La scène politique sénégalaise traverse une zone de turbulence inattendue. En nommant Aminata « Mimi » Touré à la tête de la Coalition Diomaye Président à la place d’Aïda Mbodj, le chef de l’État Bassirou Diomaye Diakhar Faye a déclenché un séisme politique aux allures de désaveu envers son Premier ministre Ousmane Sonko. Un acte fort, qui révèle en filigrane les premières divergences publiques entre les deux figures de l’exécutif sénégalais, pourtant portées au pouvoir par une même dynamique de rupture.

Pour rappel, le Président Faye avait annoncé, dans un communiqué officiel daté du 11 novembre 2025, la fin de mission d’Aïda Mbodj, tout en saluant son engagement lors de la présidentielle de mars 2024. Il justifie cette réorganisation par « la léthargie et les divisions persistantes » au sein de la coalition. Mais derrière cette explication institutionnelle, beaucoup y voient un réglage de comptes politique, révélateur d’un malaise croissant entre les deux têtes de l’exécutif.

Diomaye Faye reprend la main : la fin d’une cohabitation tacite ?

Jusqu’ici perçu comme calme, réfléchi et discret, Bassirou Diomaye Faye semblait avoir trouvé la formule idéale pour coexister avec son charismatique Premier ministre, Ousmane Sonko. Son silence face aux controverses et sa posture apaisée avaient séduit une partie de l’opinion publique, soucieuse de stabilité après des années de tensions politiques. Mais la nomination de Mimi Touré marque une rupture. Ce choix, effectué sans consultation apparente avec Sonko, est interprété par de nombreux analystes comme un acte d’autorité : Diomaye Faye cherche à reprendre la main politique et à s’affirmer face à un Premier ministre jugé parfois « trop présent ».

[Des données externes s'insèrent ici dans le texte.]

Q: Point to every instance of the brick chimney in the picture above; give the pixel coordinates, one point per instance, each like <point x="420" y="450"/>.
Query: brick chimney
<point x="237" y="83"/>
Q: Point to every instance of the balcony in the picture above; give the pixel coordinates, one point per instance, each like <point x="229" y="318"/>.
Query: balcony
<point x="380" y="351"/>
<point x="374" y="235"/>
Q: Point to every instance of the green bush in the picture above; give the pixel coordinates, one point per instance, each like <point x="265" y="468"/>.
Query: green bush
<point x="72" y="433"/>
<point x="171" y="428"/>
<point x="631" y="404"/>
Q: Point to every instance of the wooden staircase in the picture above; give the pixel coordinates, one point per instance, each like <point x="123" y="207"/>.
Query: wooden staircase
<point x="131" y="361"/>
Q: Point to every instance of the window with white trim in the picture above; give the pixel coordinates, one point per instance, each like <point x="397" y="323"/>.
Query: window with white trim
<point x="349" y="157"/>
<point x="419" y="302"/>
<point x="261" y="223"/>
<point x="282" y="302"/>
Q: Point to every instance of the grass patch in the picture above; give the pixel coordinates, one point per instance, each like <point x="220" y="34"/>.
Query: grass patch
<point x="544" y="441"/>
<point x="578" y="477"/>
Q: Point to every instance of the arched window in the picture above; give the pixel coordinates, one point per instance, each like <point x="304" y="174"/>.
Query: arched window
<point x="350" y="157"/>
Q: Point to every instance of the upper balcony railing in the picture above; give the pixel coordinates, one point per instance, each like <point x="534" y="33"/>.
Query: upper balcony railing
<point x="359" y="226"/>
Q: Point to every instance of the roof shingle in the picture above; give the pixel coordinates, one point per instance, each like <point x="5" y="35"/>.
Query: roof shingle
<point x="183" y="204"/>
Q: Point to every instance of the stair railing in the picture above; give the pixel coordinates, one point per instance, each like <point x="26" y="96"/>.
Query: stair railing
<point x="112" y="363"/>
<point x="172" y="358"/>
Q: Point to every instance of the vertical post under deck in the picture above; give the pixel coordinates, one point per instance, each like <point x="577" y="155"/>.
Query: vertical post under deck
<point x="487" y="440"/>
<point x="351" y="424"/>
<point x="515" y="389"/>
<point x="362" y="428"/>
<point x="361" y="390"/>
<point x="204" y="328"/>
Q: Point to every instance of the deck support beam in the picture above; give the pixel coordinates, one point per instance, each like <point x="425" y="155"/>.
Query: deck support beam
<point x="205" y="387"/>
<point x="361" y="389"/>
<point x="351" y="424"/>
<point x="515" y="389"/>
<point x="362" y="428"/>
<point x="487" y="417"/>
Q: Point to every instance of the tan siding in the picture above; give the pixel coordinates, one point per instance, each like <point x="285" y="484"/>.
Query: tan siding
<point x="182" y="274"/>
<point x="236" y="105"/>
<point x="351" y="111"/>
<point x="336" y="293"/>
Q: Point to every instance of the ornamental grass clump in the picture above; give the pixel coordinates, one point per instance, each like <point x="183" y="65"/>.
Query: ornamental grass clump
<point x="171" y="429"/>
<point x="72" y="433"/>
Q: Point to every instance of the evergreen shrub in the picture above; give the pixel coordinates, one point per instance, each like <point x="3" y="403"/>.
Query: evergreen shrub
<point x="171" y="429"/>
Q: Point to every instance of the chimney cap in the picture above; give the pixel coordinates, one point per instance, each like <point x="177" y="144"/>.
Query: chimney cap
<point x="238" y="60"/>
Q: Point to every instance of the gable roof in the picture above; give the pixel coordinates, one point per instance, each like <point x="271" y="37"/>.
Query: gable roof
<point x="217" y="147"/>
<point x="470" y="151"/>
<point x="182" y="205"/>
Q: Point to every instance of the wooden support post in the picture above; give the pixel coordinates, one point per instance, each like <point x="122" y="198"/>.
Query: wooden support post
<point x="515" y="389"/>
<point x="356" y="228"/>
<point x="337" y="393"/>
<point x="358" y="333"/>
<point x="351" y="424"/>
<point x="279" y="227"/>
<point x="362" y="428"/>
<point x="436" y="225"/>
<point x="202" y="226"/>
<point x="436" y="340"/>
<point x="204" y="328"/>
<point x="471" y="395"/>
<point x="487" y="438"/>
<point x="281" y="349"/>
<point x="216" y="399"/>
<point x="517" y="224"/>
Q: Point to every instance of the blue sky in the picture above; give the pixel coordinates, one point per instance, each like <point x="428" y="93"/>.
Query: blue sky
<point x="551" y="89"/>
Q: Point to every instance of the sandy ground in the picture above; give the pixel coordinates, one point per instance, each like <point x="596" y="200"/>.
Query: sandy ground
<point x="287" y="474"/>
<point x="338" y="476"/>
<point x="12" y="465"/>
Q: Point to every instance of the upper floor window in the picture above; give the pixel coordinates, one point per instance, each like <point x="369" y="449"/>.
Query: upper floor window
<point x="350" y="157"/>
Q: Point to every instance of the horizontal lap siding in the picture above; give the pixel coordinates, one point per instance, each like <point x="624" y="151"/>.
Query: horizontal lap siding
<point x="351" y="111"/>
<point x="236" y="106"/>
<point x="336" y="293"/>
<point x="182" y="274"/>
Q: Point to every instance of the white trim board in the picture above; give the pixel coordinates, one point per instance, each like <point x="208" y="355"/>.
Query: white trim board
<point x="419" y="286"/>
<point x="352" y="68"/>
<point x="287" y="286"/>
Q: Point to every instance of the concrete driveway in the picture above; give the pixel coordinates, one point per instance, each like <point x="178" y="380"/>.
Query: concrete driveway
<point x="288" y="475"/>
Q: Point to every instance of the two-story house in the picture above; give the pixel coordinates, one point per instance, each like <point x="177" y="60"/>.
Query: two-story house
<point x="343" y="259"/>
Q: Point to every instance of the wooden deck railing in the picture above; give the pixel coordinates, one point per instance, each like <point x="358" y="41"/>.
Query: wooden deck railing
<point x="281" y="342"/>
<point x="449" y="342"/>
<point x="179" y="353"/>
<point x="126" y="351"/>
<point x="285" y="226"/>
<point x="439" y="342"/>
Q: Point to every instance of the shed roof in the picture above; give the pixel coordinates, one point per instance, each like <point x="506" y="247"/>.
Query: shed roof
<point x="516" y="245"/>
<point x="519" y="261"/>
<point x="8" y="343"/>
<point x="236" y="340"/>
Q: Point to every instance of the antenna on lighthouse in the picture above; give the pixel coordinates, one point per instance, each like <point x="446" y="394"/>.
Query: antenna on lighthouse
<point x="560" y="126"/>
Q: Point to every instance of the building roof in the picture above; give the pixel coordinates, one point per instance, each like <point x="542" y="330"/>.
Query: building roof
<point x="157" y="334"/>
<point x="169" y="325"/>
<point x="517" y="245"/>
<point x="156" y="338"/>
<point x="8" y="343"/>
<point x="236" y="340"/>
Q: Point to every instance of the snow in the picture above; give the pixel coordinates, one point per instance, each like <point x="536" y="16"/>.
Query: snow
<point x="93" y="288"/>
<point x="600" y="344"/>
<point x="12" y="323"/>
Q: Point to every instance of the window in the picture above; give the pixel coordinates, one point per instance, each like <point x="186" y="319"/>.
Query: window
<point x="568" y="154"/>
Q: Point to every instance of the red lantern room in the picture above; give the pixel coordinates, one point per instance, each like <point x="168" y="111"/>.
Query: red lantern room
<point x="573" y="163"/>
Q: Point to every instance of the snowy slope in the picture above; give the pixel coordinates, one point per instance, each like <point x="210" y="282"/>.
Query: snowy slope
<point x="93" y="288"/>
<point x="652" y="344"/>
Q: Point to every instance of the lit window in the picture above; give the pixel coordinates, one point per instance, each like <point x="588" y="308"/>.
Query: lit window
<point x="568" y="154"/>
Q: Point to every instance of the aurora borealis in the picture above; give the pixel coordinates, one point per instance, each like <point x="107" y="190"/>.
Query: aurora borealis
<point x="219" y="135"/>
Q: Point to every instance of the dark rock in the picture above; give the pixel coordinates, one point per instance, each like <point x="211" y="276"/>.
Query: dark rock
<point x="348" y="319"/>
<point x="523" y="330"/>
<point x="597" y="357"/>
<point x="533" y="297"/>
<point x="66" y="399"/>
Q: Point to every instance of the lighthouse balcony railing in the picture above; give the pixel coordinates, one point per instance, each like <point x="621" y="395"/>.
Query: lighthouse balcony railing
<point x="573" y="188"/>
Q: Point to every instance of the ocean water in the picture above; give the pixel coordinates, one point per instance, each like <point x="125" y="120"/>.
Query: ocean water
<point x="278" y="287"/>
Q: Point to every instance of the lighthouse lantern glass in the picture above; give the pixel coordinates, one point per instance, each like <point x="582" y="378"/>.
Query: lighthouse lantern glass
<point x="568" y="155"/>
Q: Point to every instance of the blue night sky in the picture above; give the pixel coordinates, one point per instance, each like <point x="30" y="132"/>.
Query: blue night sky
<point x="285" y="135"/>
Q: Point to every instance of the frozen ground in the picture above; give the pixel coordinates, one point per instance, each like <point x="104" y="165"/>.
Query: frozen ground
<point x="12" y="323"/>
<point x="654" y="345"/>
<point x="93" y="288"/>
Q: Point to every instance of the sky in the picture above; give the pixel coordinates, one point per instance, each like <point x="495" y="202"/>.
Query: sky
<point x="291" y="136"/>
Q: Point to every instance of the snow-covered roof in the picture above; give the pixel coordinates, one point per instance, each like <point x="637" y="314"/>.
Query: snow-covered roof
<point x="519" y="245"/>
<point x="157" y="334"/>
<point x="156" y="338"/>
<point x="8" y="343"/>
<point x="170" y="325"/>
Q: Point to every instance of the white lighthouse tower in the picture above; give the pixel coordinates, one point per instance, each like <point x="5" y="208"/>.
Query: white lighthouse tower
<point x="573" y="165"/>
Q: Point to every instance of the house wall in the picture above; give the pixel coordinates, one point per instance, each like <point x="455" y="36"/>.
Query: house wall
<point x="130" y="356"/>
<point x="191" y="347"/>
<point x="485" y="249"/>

Selon le politologue Moussa Diaw, il s’agit d’« une erreur de communication » : « Le Président a publiquement désavoué son Premier ministre. Il aurait pu régler cela en interne, sans exposer les divergences au grand jour ». Une critique partagée par plusieurs observateurs, qui voient dans cette séquence une erreur stratégique majeure du chef de l’État. En affichant ces désaccords, le duo Sonko-Diomaye donne l’image d’un pouvoir divisé, alors même que les attentes des Sénégalais restent élevées sur le plan économique et social.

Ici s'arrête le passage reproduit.